The US & UK government reports into Huawei and ZTE are particularly damning, but overall, doesn’t go into specific things Huawei has done. The US government in particular relies on a lack of co-operation from Huawei to prove that their suspicions are true, rather than putting forward events that they have proof of Huawei’s involvement in.

It is naive to think that Huawei isn’t involved with state sponsored surveillance of the west.

If Cisco is involved with the NSA to spy on American allies, surely, the Chinese government is doing the same with Huawei? Maybe China needs an Edward Snowden to bring to light what really goes on within the complex relationship between Huawei and the Chinese authorities.

Western governments have been unwilling to release any evidence relating to hacking directly enabled by Huawei equipment, and private enterprise has no intention to stop purchasing Huawei gear, so this puts Huawei, and the public, in a weird situation. If Huawei equipment is good enough for say, Vodafone and Optus, who handle a large chunk of Australia’s communications infrastructure already, why isn’t it good enough for government projects? And if isn’t good enough for government projects, should we be concerned that businesses which handle our sensitive data such as TPG, Primus, Vodafone, Optus and others do use Huawei equipment?

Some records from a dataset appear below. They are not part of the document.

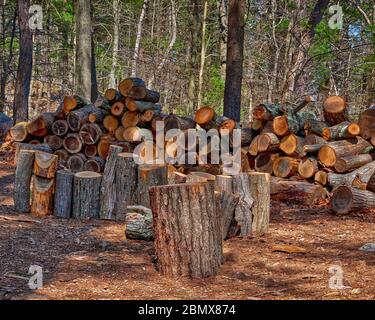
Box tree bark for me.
[31,176,55,217]
[332,186,375,214]
[223,0,245,121]
[54,170,74,219]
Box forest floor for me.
[1,147,375,300]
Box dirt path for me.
[1,161,375,300]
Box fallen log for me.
[73,171,102,219]
[323,95,348,126]
[331,186,375,214]
[31,176,55,217]
[149,182,222,278]
[318,137,372,167]
[53,170,74,219]
[14,150,35,212]
[271,177,327,205]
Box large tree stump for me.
[99,145,123,220]
[115,153,138,216]
[14,150,35,212]
[149,182,222,278]
[318,137,372,167]
[137,164,168,208]
[332,186,375,214]
[33,152,58,179]
[54,170,74,219]
[248,172,270,236]
[73,171,102,219]
[31,176,55,217]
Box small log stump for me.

To Huawei’s credit, they deal with any roadblocks put towards them and ultimately, the decision to use Huawei equipment in our telecommunications infrastructure should boil down to a weighted decision between price, support and technical superiority. In Huawei’s case, it has the issue of nationality to contend with – a fact it’s competitors (besides ZTE…) don’t.

The history of Huawei’s involvement in organised Chinese government hacking is extremely grey. There’s a distinct lack of facts, from both Huawei and governments. The only thing we can be sure of in this ongoing debate, is that it’s not going to get blacker or whiter, anytime soon.